Nobel Peace Prize laureate Malala Yousafzai (Image: AAP/Brendan Esposito)

Every December, my colleagues ask, “Helen. Who do you fancy for Crikey Person of the Year?” and every December, I fail to answer my colleagues with anything but “no one” or “Malala, if I must”. This is due far less to a lack of team spirit than it is to a lack of belief in the power of persons to transform a year.

If we do not count the fact of my generally disagreeable nature, this is for two disagreeable reasons.

First, every year-end list demands already recognisable honourees. My view here is that the honouree generally has become recognisable precisely because they do not threaten to transform much at all.

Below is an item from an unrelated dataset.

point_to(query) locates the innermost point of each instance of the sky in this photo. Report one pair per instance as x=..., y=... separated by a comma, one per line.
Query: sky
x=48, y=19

We diners get only what is already on the menu.

There has been, of course, one ongoing exception: Malala. Yousafzai became recognisable, loved and a darling of year-end lists before anyone thought that a woman from Pakistan might be cross enough about all the drones she’d seen land on her fellows to ask Obama to quit ordering them. Even after this, she still managed to get away with attending Marxist conferences, denouncing global poverty and Australian refugee policy and not appear like the genuinely transformative force she is.

Although now 21, Yousafzai is depicted still by Western media as adorably helpless or “The Bravest Girl in the World”. That this Muslim woman who needs no saving doesn’t slap anyone is to her credit, and it is to my unending amazement that anything Yousafzai says that is negative about the West or anything Yousafzai does to end Western economic dominance is routinely overlooked. May Western paternalism long admit this “girl” to its lists of honourees; she is the rare voice who speaks outside what Chomsky called the “bounds of the expressible”.

Second, the idea that social evolution of 2018 or any other year could be meaningfully ascribed to this television star, that bureaucrat or such-and-such a journalist makes about as much sense as ascribing evolution itself to a supreme being. Even a quiet rebellion of the Yousafzai sort only becomes possible through history — a fact, I’d wager, to which the young scholar herself would attest.

The “Great Man”, or, more lately, “Great Woman”, view of history is pants. Yes, there may be individuals who embody their time. In her use of trauma as her defining characteristic, Hannah Gadsby is one such woman suitable to an age in which the truly heroic are those, unlike Malala, who define individuality in terms of offences against it.

A person, such as a king or a political leader or a stand-up comedian who tells no jokes, may be said to embody some part of an era. But, they cannot be said to create it. History is not a matter of individual personal feats of greatness, nor is it simply “one damn thing after another”. History has a mechanism bigger than people and more complex than mere chance. History, in great part, is a matter of ensuring our means for material survival.

The historiography of the present, which informs the year-end list, is peculiar to me. As the world and its methods of organisation become more complex, our popular Western view of the individual becomes more devout. If we are not looking for technocrats, commissioners and TV stars to save us, we are shrugging and attributing power to history itself, as though we had no say in it. It’s just one damn thing after another and we need the inspiration of a star or a “good” politician to save us.

The idea that history befalls us and is written by fate, God or Great Women and Men is, in my view, pessimistic. The idea that we hold the power in our hands to transform it is not. We need not wait for inspiring words about surviving trauma or the election of apparently decent people and, certainly, we should not have faith that such people could transform the political economies that an “adorable” “girl” like Malala critiques.

If we’re not permitted the answers “Malala” or “no one” for inclusion in our 2018 year-end lists, then we must return to those speaking of history beyond expressible bounds.

In 2018, Warriors of the Aboriginal Resistance organised some of the largest demonstrations for Aboriginal self-determination in the past 230 years. This group of people elaborating the language of the Black Power movement and indigeneity struggles worldwide get a gong. As do the Yellow Vests, who are not, as described in Murdoch press, a group of climate denialists but a mobilisation of ordinary working people showing the world that Macron cannot “make the planet great again” with his accelerated program of neoliberalism. As do the women of the Fight for 15 campaigns in the US who did not give their names or their moving stories of trauma when they walked out of McDonald’s restaurants in the name of Me Too.

These people with names we will never know will not be elevated to politics and will not have Netflix specials are the ones to remember in 2018.